Nianyi originally wanted to say, Why chase perfection so hard? Isn’t enjoying the process of learning and improving good enough?
But on second thought everyone holds themselves to different standards. Someone like Dai, a stubborn perfectionist, likely couldn’t tolerate even the smallest failure.
“I believe in you. Next time, you’ll do even better.”
So instead, she offered a polite encouragement.
“By the way, teacher you seem kind of out of it today. Did something happen?”
Dai’s voice held concern, but Nianyi couldn’t shake the feeling that there was something off about it. Beyond the surface-level care, there was another fleeting emotion hidden underneath subtle, hard to pin down.
Before she could catch that spark of intuition, Nianyi replied:
“Nothing much.
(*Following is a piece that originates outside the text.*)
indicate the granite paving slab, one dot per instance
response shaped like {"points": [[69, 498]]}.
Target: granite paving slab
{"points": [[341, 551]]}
Probably just tired from going out yesterday.”
“Oh? Sounds like your date went pretty well.”
When Dai shifted the topic to that, Nianyi’s curiosity about her connection with Jiang Ji resurfaced.
Perhaps noticing the curiosity in Nianyi’s eyes, Dai flashed a sweet smile:
“Are you wondering how I know Jiang Ji?”
But before Nianyi could respond, she went on:
“It’s nothing complicated. She’s kind of like a sister to me an older family acquaintance. Like she said, we’re not that close.”
“I see.”
Finally, the long tutoring session ended, but Li Nianyi still had a thesis to work on.
She had vowed to pursue a relationship with Jiang Ji but now she was being crushed by work and academics before she could even try.
Well, priorities. She’d focus on her thesis for now.
Only she suddenly realized that her video archives were missing a segment. The data Suzuki had stored on her lab computer was also missing the same portion.
Suzuki had a fixed routine for filming her videos. But one day from May was missing. Could something have come up that day, and she just didn’t record?
Suspicion crept in. The missing date was too close to her death. Nianyi couldn’t help but spiral into conspiracy theories.
Could that video have captured something something worth killing over?
Her first instinct was to report it to the police. But with the case officially closed, would anyone even care?
Thinking it over, she decided to check with the other lab members first there was still a chance this was all a misunderstanding.
She typed, deleted, retyped the message carefully, then finally hit send.
“Did Senior Suzuki do any recording on May 28th?”